Palmer has not had a true pass catching tight end since his arrival in Cincinnati. I like Kelly just as much as the next guy, and we know that Palmer loves him, but Kelly is a blocking tight end. He lacks the speed to stretch the field. I mean, he's better than J.P. Foschi and Daniel Coats who both catch like they had their hands removed and replaced them with ping pong paddles but he's no Dallas Clark/Antonio Gates/Tony Gonzalez. Gresham is, or at least he could be.

When quarterback Sam Bradford was putting up video game numbers and Gresham was creating matchup nightmares all over the field. Bradford operated primarily out of the shotgun, and he targeted Gresham on all manner of short routes. Gresham would run the standard patterns you’d see from any tight end in a spread offense – little flares, slants, and curls – but he was most dangerous when lined up in a slot or flex position. There, he used his speed to get 10-15 yards downfield for catches and extra yards after, using his 6-foot-5, 261-pound frame and his 4.6 speed.

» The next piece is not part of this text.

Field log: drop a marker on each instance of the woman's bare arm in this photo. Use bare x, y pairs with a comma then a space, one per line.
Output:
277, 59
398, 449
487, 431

Gresham is a bottomless well of raw talent. He has NFL superstar size and speed and with a little help from veteran players and coaches, he can be the next Kellen Winslow (the old one that played for the Chargers not the young one who used to play for the Browns). From what he's seen so far, Palmer seems impressed.

"I don’t know if there is anything that any tight end in this league does that he can’t potentially do," Palmer told the team’s official website last week. "Not that he’s mastered anything yet. Not that he’s got everything down. But I don’t see a weakness. If he had to play in Pittsburgh’s offense and block a guy every single time and run little quick seam routes, out routes, he could do that. If he played in Denver’s offense and got to run a lot of routes, he could do that. The sky’s the limit for him."

If you're not convinced about Greshams ability to be Palmers main man in the redzone (or anywhere else on the field), watch his 2008 highlight reel. Ridiculous. Absolutely ridiculous. The guy has the size to break a linebackers tackle and then he's got the speed to beat a safety to the corner of the end zone. And in the red zone.... forget about it. He has the potential to be a nightmare for any defense inside the 20 yard-line.

Palmer has Benson in the backfield. He's got Chad Ochocinco. He's got Bryant. He's going to have somebody to stretch the field, whether it be Jerome Simpson or Matt Jones. He's going to have a good slot receiver in Andre Caldwell or Jordan Shipley. The only thing missing was a tight end who can do what Gresham has the ability to do. When Palmer says the sky's the limit for Gresham, I hear the sky's the limit for the Bengals passing offense. Add that to a top five defense and running game fueled by Benson and Bernard Scott and I hear the sky's the limit for the Bengals team. Here's to hoping I'm right (don't worry, I usually am).

So, the answer is yes. Jermaine Gresham will make Carson Palmer better. He'll make the offense and the team better in the process.